The DPRK's foreign minister, meanwhile, assailed US President Donald Trump at the United Nations, deriding him as a "mentally deranged" leader whose threats had increased the chances of military confrontation.

Trump and the DPRK’s leader Kim Jong Un have exchanged increasingly bellicose rhetoric in recent days, as international alarm mounts over Pyongyang's weapons ambitions - including a hint this week that the country is considering detonating an H-bomb over the Pacific.

US aircraft conduct a mission over the Korean Peninsula, flew off the east coast of the DPRK on September 23, 2017.

US bombers have carried out similar flights before, as the US and the international community struggle to rein in the DPRK's weapons programs.

But in a new stage for such show of force operations, the Pentagon stressed this was the farthest north of the Demilitarized Zone (DMZ) between the DPRK and Republic of Korea (ROK) that any US fighter or bomber has flown off the DPRK's coast in this century.

"This mission is a demonstration of US resolve and a clear message that the president has many military options to defeat any threat," Pentagon spokeswoman Dana White said.

"We are prepared to use the full range of military capabilities to defend the US homeland and our allies."
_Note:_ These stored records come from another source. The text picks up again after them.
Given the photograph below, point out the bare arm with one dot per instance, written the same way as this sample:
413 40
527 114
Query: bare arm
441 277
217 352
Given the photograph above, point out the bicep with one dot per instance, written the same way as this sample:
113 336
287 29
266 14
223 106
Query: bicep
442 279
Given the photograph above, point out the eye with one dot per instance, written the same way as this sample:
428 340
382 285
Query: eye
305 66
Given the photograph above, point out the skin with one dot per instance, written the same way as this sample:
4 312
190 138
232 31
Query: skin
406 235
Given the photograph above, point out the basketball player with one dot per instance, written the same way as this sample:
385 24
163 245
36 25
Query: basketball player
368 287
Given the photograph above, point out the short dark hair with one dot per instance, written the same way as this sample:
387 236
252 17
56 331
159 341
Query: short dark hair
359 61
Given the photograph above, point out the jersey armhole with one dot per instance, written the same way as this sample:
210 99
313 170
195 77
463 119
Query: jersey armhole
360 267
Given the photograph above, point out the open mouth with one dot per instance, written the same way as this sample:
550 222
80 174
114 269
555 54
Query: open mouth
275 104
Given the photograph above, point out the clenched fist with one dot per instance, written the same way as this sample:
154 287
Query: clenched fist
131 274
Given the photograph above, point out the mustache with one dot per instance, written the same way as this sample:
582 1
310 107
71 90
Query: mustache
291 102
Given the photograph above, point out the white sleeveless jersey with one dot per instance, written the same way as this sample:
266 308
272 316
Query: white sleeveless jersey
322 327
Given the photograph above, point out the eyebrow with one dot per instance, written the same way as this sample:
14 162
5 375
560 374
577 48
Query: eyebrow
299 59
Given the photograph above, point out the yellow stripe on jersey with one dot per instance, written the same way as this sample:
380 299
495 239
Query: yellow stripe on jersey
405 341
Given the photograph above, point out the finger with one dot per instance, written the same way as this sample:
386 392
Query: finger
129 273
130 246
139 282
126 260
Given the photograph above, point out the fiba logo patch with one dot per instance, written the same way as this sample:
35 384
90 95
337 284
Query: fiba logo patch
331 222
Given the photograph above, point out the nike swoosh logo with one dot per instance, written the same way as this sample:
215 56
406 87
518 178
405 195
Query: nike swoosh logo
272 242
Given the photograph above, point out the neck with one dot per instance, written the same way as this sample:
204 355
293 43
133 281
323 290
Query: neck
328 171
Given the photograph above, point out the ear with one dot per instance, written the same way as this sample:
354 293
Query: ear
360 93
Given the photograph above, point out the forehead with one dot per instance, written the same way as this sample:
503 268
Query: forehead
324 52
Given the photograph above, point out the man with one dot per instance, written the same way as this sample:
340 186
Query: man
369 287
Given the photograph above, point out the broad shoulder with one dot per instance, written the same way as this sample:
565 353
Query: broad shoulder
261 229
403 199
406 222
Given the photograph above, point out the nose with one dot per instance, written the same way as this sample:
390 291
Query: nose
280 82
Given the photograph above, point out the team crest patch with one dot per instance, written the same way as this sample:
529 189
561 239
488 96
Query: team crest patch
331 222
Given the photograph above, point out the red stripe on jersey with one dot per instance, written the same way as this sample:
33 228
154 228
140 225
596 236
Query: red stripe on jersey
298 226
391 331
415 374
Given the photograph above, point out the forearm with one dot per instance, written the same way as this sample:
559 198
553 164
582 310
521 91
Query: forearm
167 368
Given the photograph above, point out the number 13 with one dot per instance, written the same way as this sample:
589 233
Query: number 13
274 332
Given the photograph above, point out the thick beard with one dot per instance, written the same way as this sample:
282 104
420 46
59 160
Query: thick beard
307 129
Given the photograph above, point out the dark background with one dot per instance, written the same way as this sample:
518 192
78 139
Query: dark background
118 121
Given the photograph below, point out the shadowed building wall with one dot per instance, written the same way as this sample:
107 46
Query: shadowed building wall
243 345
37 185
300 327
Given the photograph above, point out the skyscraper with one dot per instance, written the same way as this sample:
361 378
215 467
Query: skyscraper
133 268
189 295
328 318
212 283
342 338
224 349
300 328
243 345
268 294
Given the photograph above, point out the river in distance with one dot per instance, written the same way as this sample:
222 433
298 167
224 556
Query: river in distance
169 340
The Air Force B-1B Lancer bombers flown Saturday are based in Guam, and were accompanied by F-15C Eagle fighter escorts from Okinawa, Japan, White said. They flew over international waters off the east coast of the DPRK.

This week saw a blistering war of words between Kim and Trump, with the US leader using his maiden speech at the UN General Assembly to warn that Washington would "totally destroy" the DPRK if America or its allies were threatened.